La Jolla Music Society, which often leans into new music, presents American Railroad and copresents “Fragments” with San Diego Symphony.

“It’s not always been easy to draw audiences to contemporary music,” said Leah Rosenthal, artistic director of La Jolla Music Society. But as the music has changed so has audience acceptance.

“For so long, there was an idea of what new music sounded like,” she said. “It was atonal. Now it’s anything goes, from the most tonal beautiful melodies to still challenging sounds.

“It’s a work in progress and our audiences are ... more open to hearing and experiencing new music.”

broadstage.org

Contemporary music might not first come to mind when one thinks of chamber music, the heart of the Los Angeles Chamber Orchestra.

“We’re nerds in the Baroque classical space and we’re excited to celebrate that nerdiness,” said LACO managing director Ricky Dean McWain. “So are our patrons.”

Yet LACO is so dedicated to championing contemporary composers that it has a club for audience members called South Investment; donors join to underwrite an annual commission by a composer from Los Angeles or with ties to the city.

Its program during the festival is a prime example of how LACO weaves traditional and new music. Traces, a violin concerto by Nina C. Young, makes its world premiere paired with symphonies by C.P.E. Bach and Felix Mendelssohn.

The new work by Young, associate professor of composition at the USC Thornton School of Music, is a LACO co-commission with the Philadelphia Orchestra.

LA Opera, a guardian for another art form that relies on a traditional cannon, infuses contemporary work into all aspects of its programming, said Christopher Koelsch, president and CEO.

This season, that includes El último sueño de Frida y Diego (“The Last Dream of Frida and Diego”), a new opera by Gabriela Lena Frank, a Californian, and Nilo Cruz.

Since its premiere a year ago, Frida y Diego has been, Koelsch said, “a monster hit for both San Diego and for San Francisco.”

An opera about the relationship between artists Frida Kahlo and Diego Rivera could have been paint-by-numbers, but Frank and Cruz created something much more interesting, Koelsch said.

“I found the experience both aesthetically and spiritually deeply moving. It’s an unconventional structure and it’s an unconventional opera that people have found to be quite delightful.”

It’s scheduled for six performances at the Dorothy Chandler Pavilion that overlap with the California Festival.

“I’m thrilled and delighted at the kismet that the two things lined up so, so perfectly,” Koelsch said.

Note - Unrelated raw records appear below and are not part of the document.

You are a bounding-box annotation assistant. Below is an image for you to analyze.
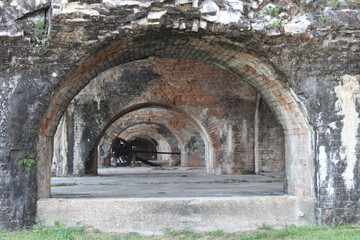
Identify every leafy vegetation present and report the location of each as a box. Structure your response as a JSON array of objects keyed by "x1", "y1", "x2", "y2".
[
  {"x1": 264, "y1": 6, "x2": 284, "y2": 17},
  {"x1": 269, "y1": 18, "x2": 282, "y2": 27},
  {"x1": 0, "y1": 222, "x2": 360, "y2": 240},
  {"x1": 17, "y1": 152, "x2": 36, "y2": 173}
]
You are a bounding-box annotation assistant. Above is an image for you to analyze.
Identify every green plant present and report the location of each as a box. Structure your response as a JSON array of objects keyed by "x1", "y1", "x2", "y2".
[
  {"x1": 319, "y1": 3, "x2": 326, "y2": 10},
  {"x1": 329, "y1": 0, "x2": 340, "y2": 7},
  {"x1": 162, "y1": 228, "x2": 178, "y2": 237},
  {"x1": 17, "y1": 152, "x2": 36, "y2": 173},
  {"x1": 264, "y1": 6, "x2": 284, "y2": 17},
  {"x1": 206, "y1": 230, "x2": 225, "y2": 237},
  {"x1": 309, "y1": 53, "x2": 316, "y2": 59},
  {"x1": 257, "y1": 223, "x2": 273, "y2": 231},
  {"x1": 319, "y1": 16, "x2": 327, "y2": 22},
  {"x1": 269, "y1": 18, "x2": 282, "y2": 27},
  {"x1": 181, "y1": 228, "x2": 201, "y2": 239}
]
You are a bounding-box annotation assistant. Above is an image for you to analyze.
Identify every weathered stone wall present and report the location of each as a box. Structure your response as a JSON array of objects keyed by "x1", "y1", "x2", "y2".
[
  {"x1": 255, "y1": 98, "x2": 285, "y2": 173},
  {"x1": 0, "y1": 0, "x2": 360, "y2": 228},
  {"x1": 53, "y1": 59, "x2": 270, "y2": 175}
]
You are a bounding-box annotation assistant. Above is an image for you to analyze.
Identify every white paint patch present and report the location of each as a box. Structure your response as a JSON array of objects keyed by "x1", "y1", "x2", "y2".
[
  {"x1": 283, "y1": 14, "x2": 311, "y2": 34},
  {"x1": 227, "y1": 126, "x2": 234, "y2": 153},
  {"x1": 148, "y1": 10, "x2": 167, "y2": 20},
  {"x1": 334, "y1": 75, "x2": 360, "y2": 190},
  {"x1": 319, "y1": 146, "x2": 327, "y2": 181}
]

In his 11 years running LA Opera, Koelsch said he has seen the audience appetite for new music grow exponentially. He gives much credit to Salonen, who made contemporary work essential during his association with the LA Phil.

“Esa-Pekka pretty much single-handedly created this marketplace for audiences for the reception of new music,” Koelsch said. “He was really the person who blew up that old model of how a symphonic program would go.”

As Salonen changed audience expectations at the LA Phil, LA Opera’s contemporary programming benefited.

“I feel like I inherited the mantle of a marketplace that he had created,” Koelsch said.

“Audiences are voting with their feet and with their wallets. They are signaling to us that they are as interested in contemporary artists as they are in the existing canon.”

The 95 organizations taking part in the festival are to one degree or another building back after the post-pandemic slowdowns.

“My hope,” McWain said, “is that a series of events like this with overlapping audiences is a boon for audience development and ... a return home for patrons of the arts.”